The EU slapped SWIFT sanctions on Russia at the end of last month and Russia’s two biggest banks, VTB Bank and Sber (formerly known as Sberbank), have been singled out. However, the full list of which banks will be included has not been released and the details of what exemptions will be included to allow for energy payments, transfers of cash back of their families by ordinary people living abroad, and settling debt payments have yet to be released.  

“Second, the sanctions on the central bank and exclusion from SWIFT will hit Russia’s ability to access foreign currency (from reserves or from export revenues) to service debt,” says Jackson.  

European Union's top diplomat Josep Borrell estimated a week ago that the new sanctions on Russia’s reserves will tie up about half its money, leaving the CBR with reduced reserves of some $310bn – the same amount as the corporate external debt. Moreover, about half of Russia’s remaining reserves are in gold ($133bn as of the end of January), which is less liquid than cash holdings.  

On top of this Russia could use the threat of default as a way of retaliating against Western sanctions to inflict losses on foreign lenders.

As bne IntelliNews pointed out in a recent opinion piece, the Kremlin could take the current sanctions as an act of economic war and claim that they constitute a force majeure, so Russia is not obliged to pay. The Kremlin has not made this threat but as Russia’s economy crashes, the sanctions increase and the war in Ukraine lengthens this is a possible scenario. Russian Foreign Minister Sergei Lavrov made it clear that Russia would no longer tolerate sanctions as a tool to be used against the country last February in his new rules of the game speech that marked the start of the Kremlin new more belligerent relationship with Europe.  

Thirdly, it is not inconceivable that the authorities will simply ban foreign debt repayment as a way to preserve what resources it has. The CBR has already this week banned the OFZ coupon payments to their foreign owners as a stopgap measure, but is already tantamount to default.  

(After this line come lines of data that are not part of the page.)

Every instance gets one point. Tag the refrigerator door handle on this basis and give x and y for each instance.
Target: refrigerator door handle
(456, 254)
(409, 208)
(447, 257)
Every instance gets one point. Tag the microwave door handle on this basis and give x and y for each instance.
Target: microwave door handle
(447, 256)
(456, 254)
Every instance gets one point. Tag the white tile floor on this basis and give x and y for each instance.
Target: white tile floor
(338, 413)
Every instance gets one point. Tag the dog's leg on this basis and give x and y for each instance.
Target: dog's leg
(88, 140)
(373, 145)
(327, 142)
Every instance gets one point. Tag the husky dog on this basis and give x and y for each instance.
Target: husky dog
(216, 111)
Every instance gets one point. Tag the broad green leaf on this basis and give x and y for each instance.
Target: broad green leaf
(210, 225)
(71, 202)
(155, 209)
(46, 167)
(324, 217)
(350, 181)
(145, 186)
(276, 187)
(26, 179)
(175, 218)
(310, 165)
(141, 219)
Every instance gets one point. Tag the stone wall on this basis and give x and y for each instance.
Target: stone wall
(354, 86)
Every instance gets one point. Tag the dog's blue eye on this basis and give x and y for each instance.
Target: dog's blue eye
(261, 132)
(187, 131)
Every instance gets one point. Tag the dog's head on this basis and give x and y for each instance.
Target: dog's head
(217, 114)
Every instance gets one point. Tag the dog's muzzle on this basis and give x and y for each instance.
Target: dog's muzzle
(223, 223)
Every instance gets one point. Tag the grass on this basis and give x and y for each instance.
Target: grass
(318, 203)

“It underscores the point that the authorities are acting with scant regard for foreigners’ holdings of Russian assets,” says Jackson.

There are some mitigating circumstances. About 40% of the corporate debt ($124bn) is actually intercompany debts owed by foreign-based companies to their Russian-based subsidiaries, which are typically rolled over when they become due and so don't need to be repaid.  

Another factor is the biggest corporate debtors are largely in the raw materials business and as the crisis is already contributing to an increase in already high commodity prices these companies are much better placed to meet their obligations on their own.  

“But these are far from normal times. Administrative measures by the Russian government could prevent companies from repaying debts. Russian firms’ access to FX has already been crimped by mandatory conversion orders. And were Western governments to decide to halt energy imports from Russia in a further escalation of sanctions, that would hit corporates’ FX incomes hard, raising default risks,” says Jackson.